Questo mandato, che era quello più importante e che diversi politici internazionali, così come i nostri ministri degli Esteri e della Difesa, evidenziano, non è mai stato attuato. Nel senso che i contingenti di Unifil, per una decisione politica che scaturisce dal Palazzo di Vetro, non hanno mai voluto intervenire, anche con le armi, affinché Hezbollah si ritirasse.

Perché questo compito non è mai stato assolto?

Sia per motivi politici, perché c'è stata una forma di accondiscendenza verso il governo libanese, che non è mai stato capace di far rispettare queste disposizioni, sia perché Hezbollah in passato non veniva visto solo come un'organizzazione terroristica. Ma, facendosi forte di questa impostazione, con il tempo i miliziani hanno creato delle aree dove le forze dell'Onu non possono entrare.

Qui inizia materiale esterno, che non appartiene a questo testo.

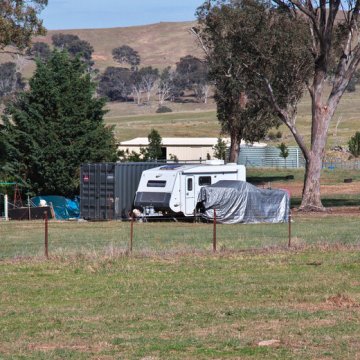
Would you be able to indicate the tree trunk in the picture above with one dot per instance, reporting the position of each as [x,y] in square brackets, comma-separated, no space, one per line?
[234,148]
[311,200]
[321,116]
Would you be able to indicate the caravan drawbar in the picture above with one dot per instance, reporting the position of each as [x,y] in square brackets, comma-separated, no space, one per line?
[173,189]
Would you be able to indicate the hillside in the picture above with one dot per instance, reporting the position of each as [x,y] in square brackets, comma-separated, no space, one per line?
[159,45]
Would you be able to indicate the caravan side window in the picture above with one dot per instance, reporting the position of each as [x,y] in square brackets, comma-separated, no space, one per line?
[156,183]
[189,184]
[204,180]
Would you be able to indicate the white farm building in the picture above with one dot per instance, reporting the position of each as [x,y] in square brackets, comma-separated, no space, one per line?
[196,148]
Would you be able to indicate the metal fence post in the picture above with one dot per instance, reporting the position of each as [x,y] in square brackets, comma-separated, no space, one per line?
[131,232]
[289,241]
[46,234]
[214,232]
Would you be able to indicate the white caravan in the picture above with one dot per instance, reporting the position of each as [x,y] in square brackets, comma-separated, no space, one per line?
[173,189]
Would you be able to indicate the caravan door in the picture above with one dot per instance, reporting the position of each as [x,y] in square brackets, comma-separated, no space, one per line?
[189,195]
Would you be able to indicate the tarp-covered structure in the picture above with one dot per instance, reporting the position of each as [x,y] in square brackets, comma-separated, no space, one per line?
[242,202]
[64,208]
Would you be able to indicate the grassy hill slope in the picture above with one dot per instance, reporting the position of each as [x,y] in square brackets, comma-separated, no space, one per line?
[159,45]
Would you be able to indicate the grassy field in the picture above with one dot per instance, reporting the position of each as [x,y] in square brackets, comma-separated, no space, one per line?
[173,298]
[183,307]
[199,120]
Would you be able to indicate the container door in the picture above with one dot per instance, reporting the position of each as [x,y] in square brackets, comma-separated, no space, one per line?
[189,195]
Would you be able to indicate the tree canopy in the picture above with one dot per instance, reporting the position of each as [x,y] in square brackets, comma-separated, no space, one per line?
[11,80]
[226,32]
[126,55]
[55,126]
[287,47]
[75,46]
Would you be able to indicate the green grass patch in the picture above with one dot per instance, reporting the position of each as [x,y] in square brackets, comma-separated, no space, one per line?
[193,307]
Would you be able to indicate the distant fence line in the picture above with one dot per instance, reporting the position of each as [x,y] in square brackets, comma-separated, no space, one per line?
[269,157]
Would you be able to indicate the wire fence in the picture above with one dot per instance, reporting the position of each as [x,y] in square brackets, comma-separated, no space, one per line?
[28,239]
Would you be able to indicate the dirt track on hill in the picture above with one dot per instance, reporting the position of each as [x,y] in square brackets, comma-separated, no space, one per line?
[295,189]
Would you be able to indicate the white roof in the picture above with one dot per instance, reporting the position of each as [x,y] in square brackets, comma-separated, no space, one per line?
[186,141]
[172,141]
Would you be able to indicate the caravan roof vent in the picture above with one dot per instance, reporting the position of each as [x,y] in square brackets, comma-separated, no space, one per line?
[214,162]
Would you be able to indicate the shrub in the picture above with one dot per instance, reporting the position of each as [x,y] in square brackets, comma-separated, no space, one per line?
[354,144]
[163,109]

Nel 2007 c'è stato un attentato molto cruento ai danni di una pattuglia spagnola, che ha provocato diversi morti, e noi italiani ne abbiamo subito un altro con alcuni feriti nel 2011. La critica che viene fatta alla missione è proprio quella di non aver assolto alla missione.

Questo discende da un'impostazione che viene data dalle Nazioni Unite ma, io dico, anche accettata dai Paesi che forniscono militari in quella missione. È chiaro che adesso, con la recrudescenza del conflitto e con l'attacco del 7 ottobre, è emersa un po' l'inutilità del contingente delle Nazioni Uniti, che pattuglia queste zone ma non può far niente per risolvere la situazione, visto che questo compito non è mai stato avviato.